Protect the System Call, Protect (most of) the World with BASTION

tags: `security` `system call`

website

Abstract

enforces at runtime
3 contexts
- (Call type): which system call, how's call
- (Control Flow)
- (Argument Integrity)
Bastion
- a compiler
- a runtime monitor system
Case study
- NGINX, SQLite, and vsFTPd
- indication: reduce overhead of 0.60%, 2.01% 1.65%

Introduction

Traditional methods:
- debloating, system call filtering, and system call sandboxing
- idea: disabling unused system calls
- problem: still allow system calls to be invoked (cuz still needed, e.g code-reuse)
Contribution:
- Novel system call contexts for system call integrity
  - 3 system call contexts, namely Call Type, Control Flow, and Argument Integrity contexts
- Bastion defense enforcing system call integrity
  - compiler pass
    - analyzes all system call usage, performs instrumentation, and generates metadata
  - runtime monitor
    - static and dynamic aspects of each system call context
- Security & performance evaluation
  - NGINX, SQLite, and vsFTPd

Background

System call Usage in Attaacks

400+ system calls in recent Linux kernel
Only few system calls are desired by attackers, call sensitive system calls

Current system call protection mechanisms

Attack surface reduction
- Debloating techniques
- Remove unused code
- static program analysis or dynamic coverage analysis
- Problem: many sensitive system calls are used forlibrary loading (mmap, mprotect)
System call filtering
- Seccomp. system call filtering framework
- User needs to define an allowlist/denylist given an application
- Can restrict a system call argument
- Problem: cannot remove sensitve-but-necessary system calls
- Problem: restricting arguments to a constant value is applied across the entire application scope. eg. there are to callsites of mprotect, one is read-only, another is read-executable, then the policy for all app scope is read-executable
Control-flow integrity (CFI)
- LLVM support (backward)
- perform analysis to generage an allowed set of targets per-callsite, called an equivalence class(EC)
- Problem: Larges ECs -> inconvient; Small ECs -> dangerous
- Problem: runtime overhead, Eg. Intel PT
Data-flow integrity (DFI)
- instrument every load and store instruction
- Problem: overhead

Contexts for system call integrity

Q: What's a legitimate use of a system call?
A: two variants: (1) control-flow integrity (2) data integrity

In this paper, thress contexts are defined accrodingly

Call-type context
Control-flow context
Argument integrity context

Call-type context

only permitted system call are called in the right manner.

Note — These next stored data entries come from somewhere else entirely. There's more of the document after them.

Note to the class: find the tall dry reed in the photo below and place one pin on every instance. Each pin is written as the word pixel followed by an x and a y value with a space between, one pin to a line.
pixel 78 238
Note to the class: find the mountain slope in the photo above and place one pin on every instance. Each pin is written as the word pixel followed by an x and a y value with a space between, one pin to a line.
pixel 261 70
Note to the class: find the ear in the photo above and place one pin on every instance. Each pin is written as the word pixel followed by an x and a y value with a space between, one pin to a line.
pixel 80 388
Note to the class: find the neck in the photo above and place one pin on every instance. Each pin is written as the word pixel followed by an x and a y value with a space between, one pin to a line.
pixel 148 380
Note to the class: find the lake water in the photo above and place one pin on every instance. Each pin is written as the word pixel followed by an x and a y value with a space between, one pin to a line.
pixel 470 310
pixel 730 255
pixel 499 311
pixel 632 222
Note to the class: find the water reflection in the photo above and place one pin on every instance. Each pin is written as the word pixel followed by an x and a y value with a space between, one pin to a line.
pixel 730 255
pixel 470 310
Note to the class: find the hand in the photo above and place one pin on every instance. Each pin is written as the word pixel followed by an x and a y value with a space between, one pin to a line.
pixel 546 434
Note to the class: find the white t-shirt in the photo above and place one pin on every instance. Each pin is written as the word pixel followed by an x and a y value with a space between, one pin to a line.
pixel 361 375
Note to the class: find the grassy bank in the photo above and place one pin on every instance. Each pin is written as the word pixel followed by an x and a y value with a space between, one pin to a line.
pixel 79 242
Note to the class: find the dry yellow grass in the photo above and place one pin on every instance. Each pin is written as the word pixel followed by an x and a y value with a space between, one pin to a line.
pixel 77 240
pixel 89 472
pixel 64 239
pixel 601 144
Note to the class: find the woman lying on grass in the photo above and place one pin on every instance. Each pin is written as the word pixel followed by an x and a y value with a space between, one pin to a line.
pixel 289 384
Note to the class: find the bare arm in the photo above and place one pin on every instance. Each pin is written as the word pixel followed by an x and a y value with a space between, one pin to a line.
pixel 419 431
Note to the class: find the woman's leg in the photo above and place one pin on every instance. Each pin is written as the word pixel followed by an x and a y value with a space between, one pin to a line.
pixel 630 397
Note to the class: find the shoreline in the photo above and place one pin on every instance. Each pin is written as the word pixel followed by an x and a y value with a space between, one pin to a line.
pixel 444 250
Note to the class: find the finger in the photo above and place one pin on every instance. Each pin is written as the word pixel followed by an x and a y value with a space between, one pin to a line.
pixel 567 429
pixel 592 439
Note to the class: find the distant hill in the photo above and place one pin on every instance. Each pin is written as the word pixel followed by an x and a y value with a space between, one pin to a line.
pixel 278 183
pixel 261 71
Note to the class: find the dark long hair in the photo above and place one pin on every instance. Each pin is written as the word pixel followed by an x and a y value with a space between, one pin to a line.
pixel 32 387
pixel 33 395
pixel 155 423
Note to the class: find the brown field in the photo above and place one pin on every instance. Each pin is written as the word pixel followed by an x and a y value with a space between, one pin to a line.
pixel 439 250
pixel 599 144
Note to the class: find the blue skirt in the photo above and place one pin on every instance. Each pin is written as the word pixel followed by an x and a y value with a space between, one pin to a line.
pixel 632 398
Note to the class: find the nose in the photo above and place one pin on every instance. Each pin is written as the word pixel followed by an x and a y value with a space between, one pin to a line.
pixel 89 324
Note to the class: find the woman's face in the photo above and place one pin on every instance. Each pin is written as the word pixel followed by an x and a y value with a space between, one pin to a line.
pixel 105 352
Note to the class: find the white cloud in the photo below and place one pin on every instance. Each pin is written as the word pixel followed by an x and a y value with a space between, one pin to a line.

direct call or indirect call
- direct call: int ret = chmod("AAA", S_IWOTH)
- indirect call: function pointer
a system call is one of the categories:
- not-callable
- directly-callable
- indirectly-callable
It is rare for system calls to be called from an indirect call site

Control-flow context

Keep the valid pathes of all sensitive system calls, and enforce this context at runtime

Argument integrity context

A system call argument type is either (1) a direct argument or (2) an extended argument
direct argument: eg. constant, local variable
indirect argument: eg. pointer
if there's struct, take care of the filed

Real world code examples

Legitimate use of the execve system call in NGINX

// nginx/src/os/unix/ngx_process.c
static void ngx_execute_proc(ngx_cycle_t *cycle, void *data){
    ngx_exec_ctx_t *ctx = data;
    // Legitimate NGINX usage of execve system call
    if (execve(ctx->path, ctx->argv, ctx->envp) == -1) {
    ...
        }
    exit(1);
}
    // nginx/src/core/ngx_output_chain.c
ngx_int_t ngx_output_chain(ngx_output_chain_ctx_t *ctx, ngx_chain_t *in){
    ...
    if (in->next == NULL && ngx_output_chain_as_is(ctx, in->buf) ) {
        return ctx->output_filter(ctx->filter_ctx, in);
    }
    ...
}

ctx->output_filter = ngx_execute_proc
ctx->path = "/bin/sh"

BASTION:

Call-type context: At static analysis, we know that "execve" has to be a direct call -> but at runtime, it is a indirect call
Control-Flow context: detect
Argument integreity context: detect

Snippet of NGINX code that can be compromised to reach and call the mprotect system call elsewhere by corrupting index in vulnerable code pointer
v[index].get_handler()

// nginx/src/http/ngx_http_variables.c
ngx_http_variable_value_t *ngx_http_get_indexed_variable( ngx_http_request_t *r, ngx_uint_t index){
    ...
    if (v[index].get_handler(r, &r->variables[index], v[index].data) == NGX_OK) {
        ngx_http_variable_depth++;
        if (v[index].flags & NGX_HTTP_VAR_NOCACHEABLE) {
            r->variables[index].no_cacheable = 1;
        }
    return &r->variables[index];
    }
    ...
    return NULL;
}

buffer overflow: modify index, such that v[index].get_handler = mprotect
r = memory region to exploit
change permission

BASTION:

mprotext does not have indirect call
control path is problematic
argument is wrong

Threat model and assumptions

arbitrary memory read/write
Data Execution Prevention(DEP)
- attackers cannot inject or modify code due to DEP
Address Space Layout Randomization (ASLR)
Shadow Stack (CET)
Hardware and OS kernel are trusted
- Attackers going for OS kernel and hardware (Spectre) are out of scope
BASTION protects a subset of available system calls
- Image Not Showing Possible Reasons
  The image file may be corrupted
  The server hosting the image is unavailable
  The image path is incorrect
  The image format is not supported
  Learn More →

BASTION design and implementation

Choose 20 sensiteve system calls (Table1)
BASTION = BASTION-compiler pass + BASTION-monitor

BASTION compiler

Generate context metadata
Leverage light-weight library API for dynamic tracking of sensitive data (Argument integrity)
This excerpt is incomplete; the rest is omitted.